The constructor also checks that a valid querySelector element is provided, and throws an error otherwise.

Managing Components

A page manages its components with these methods:

  • addComponent(): Adds a new component to this page
  • removeComponent(): Destroys a registered component, and also triggers a re-rendering of the page

Components are not passed as objects, but they are requested from the controller. Here is the how too:

addComponents (...comps) {
comps.forEach(name => {
try {
const component = Controller.component(name)
component.updateState = this.updateState.bind(this)
component.getState = this.getState.bind(this)
this.components.set(component.name, component)
} catch (e) {
console.error(`Could not load ${component}`)
}
})
this.refresh()
}

Rendering a Page

When a page instance is loaded from the controller, the following methods are used:

  • render(): Renders the dynamic created HTML. SPAC relies on quoted templates in which you can attach e.g. variables contained in the state.
  • mount(): Attaches the output from render() to the querySelector DOM element. Because of timing issues - the original page and its DOM needs to be fully visable - the contencte DOM element is determined at the moment the mount happens. Afterwards, a mount() to all registered components is send.

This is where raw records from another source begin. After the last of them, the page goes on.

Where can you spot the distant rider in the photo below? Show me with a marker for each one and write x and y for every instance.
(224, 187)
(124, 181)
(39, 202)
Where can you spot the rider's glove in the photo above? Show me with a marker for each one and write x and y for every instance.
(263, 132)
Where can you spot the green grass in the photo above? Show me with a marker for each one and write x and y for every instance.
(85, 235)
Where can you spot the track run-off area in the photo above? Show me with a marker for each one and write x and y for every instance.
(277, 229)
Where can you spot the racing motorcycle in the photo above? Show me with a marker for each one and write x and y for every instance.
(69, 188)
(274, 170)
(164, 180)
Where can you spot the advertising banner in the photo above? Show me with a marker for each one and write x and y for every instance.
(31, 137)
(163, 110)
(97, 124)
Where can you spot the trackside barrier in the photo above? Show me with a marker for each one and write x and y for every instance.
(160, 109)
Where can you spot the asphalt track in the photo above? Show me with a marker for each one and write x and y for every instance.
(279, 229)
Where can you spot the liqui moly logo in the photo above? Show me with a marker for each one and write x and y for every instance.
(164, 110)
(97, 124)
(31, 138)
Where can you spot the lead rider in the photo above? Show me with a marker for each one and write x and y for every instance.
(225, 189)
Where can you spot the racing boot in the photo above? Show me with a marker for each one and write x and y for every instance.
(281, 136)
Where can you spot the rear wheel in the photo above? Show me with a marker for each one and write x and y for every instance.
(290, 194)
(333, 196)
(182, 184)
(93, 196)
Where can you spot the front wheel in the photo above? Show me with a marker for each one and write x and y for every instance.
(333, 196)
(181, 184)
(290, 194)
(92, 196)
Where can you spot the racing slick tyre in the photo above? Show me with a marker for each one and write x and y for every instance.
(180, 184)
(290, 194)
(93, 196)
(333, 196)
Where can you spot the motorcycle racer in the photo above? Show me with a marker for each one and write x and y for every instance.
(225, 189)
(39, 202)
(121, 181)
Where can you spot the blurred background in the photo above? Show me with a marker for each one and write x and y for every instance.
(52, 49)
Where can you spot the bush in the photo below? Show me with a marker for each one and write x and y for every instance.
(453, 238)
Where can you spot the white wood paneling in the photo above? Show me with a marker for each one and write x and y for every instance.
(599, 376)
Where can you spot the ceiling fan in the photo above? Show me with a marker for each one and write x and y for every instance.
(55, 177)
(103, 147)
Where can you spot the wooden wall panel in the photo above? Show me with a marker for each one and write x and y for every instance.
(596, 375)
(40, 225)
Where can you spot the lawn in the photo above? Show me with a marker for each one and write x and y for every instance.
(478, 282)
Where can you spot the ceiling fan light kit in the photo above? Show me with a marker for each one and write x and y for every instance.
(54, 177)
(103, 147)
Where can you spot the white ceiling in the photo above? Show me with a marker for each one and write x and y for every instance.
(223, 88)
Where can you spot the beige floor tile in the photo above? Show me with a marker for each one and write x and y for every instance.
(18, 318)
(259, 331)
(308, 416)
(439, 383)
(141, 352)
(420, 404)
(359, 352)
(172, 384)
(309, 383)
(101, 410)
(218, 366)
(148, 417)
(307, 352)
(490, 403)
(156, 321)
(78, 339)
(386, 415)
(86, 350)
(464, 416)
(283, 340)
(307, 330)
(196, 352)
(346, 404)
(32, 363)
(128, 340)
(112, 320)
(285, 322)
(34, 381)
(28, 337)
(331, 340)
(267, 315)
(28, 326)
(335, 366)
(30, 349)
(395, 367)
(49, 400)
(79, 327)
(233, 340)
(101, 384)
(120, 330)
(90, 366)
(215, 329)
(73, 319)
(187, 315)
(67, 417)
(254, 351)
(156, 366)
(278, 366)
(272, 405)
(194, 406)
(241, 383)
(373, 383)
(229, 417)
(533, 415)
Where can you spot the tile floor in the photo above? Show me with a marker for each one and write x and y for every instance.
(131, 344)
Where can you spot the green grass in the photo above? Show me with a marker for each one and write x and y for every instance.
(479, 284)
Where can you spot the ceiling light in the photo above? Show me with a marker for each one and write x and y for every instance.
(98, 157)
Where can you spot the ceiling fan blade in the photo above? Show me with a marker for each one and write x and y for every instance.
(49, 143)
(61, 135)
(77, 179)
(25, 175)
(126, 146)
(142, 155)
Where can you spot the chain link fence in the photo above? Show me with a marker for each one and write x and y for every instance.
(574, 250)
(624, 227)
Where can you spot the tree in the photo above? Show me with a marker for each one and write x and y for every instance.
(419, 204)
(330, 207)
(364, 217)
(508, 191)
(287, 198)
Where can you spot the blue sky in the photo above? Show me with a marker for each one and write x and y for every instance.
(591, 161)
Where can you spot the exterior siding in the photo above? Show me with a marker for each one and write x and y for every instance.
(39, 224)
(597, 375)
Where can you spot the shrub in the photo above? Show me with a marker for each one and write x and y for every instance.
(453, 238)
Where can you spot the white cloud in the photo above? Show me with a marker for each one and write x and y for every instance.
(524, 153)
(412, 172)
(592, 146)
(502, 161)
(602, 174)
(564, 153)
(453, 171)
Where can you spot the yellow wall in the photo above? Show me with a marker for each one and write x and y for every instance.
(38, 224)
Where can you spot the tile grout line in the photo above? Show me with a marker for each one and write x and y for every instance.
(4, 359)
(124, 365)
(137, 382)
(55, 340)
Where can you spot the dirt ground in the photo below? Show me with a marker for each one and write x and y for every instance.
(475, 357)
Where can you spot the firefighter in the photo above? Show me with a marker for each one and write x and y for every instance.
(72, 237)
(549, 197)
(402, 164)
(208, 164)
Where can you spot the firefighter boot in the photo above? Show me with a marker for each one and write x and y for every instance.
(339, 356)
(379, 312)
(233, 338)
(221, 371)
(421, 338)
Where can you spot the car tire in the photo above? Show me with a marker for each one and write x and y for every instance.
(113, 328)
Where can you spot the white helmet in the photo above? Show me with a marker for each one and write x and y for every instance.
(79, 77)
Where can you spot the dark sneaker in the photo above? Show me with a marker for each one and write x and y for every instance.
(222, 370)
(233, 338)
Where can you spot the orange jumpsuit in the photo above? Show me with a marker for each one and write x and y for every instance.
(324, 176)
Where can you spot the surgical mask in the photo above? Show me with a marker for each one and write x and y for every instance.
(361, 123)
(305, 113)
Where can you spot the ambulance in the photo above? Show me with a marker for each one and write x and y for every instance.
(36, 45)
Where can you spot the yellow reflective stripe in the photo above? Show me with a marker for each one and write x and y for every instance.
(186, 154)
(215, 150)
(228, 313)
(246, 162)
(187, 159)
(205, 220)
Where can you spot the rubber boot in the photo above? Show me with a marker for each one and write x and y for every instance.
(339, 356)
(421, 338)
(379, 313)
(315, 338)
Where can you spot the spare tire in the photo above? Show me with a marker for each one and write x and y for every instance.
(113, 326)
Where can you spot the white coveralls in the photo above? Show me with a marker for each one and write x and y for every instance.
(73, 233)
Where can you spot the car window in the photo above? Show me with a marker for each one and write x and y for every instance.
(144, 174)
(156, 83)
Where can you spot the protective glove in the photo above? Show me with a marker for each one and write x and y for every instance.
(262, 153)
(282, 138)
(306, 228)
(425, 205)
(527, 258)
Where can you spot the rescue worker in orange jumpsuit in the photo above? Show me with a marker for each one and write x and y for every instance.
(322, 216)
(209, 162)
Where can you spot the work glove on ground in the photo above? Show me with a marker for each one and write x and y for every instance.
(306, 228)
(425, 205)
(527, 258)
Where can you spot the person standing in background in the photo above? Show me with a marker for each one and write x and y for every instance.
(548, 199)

Once loaded, the following methods apply to handle the components life cycle:

  • refresh() - Triggers a re-rendering of the page, for new components apply mount(), otherwise apply refresh() of these pages
  • destroy() - Destroy all registered components and associated JavaScript functions

The difference between mount() and refresh() are about a convention: mount() should include all other JS that needs to be applied to the registered DOM, and refresh() should only re-render the actual HTML, e.g. because of a new state, but not touching things like registering new event listeners.

Managing the State

The state is an object, it can contain any key-value pairs your application needs. There are two straightforward methods to use for managing the state:

  • updateState(): Update the state of the page.
  • getState(): Reads the state of the page

The state itself is an object — you can store any key-value pairs that you need to store. SPAC does not provide any scoping for data stored inside the state, but you can invent your own schema, e.g. prefixing component-related data with the component name, like this: updateState( {myComponent: {searchQuery: 'API'}})

Implementing components

Component are the natural children objects of pages.

Interface

The interface definition of a component is this:

class ComponentInterface extends Interface(
'render',
'mount',
'refresh',
'getState',
'updateState'
) {}

Constructor

Components have only two properties:

  • querySelector: The root DOM element to which they attach themselves.
  • name: The unique name of the component

Similar to a page, the querySelector needs to be passed during initialization, or otherwise no instance will be created.

class Component extends ComponentInterface {
constructor (querySelector) {
super()
if (!querySelector) {
throw new (class ClassCreationError extends Error {
message = `Class ${this.constructor.name} requires a valid 'querySelector' element`
})()
}
this.querySelector = querySelector
this.name = this.constructor.name
}
}

Rendering HTML

Components offer the same methods to render their HTML content:

  • mount(): Attaches the output from render() to the querySelector DOM element, which is evaluated at runtime. Also, this method should define any additional JavaScript code, e.g. for handling events.
  • render(): Render the template string, which can include references to state variables
  • refresh(): Re-applies the output of render to its DOM element.

State Management

As discussed earlier, a component does not have state on its own. Instead, during initialization, the page injects its methods getState() and updateState().

Conclusion

Pages and Components form the essential entities of single-page apps written with SPAC. This article detailed the design and implementation, highlighting the interface, the constructor, the generation of HTML and state management.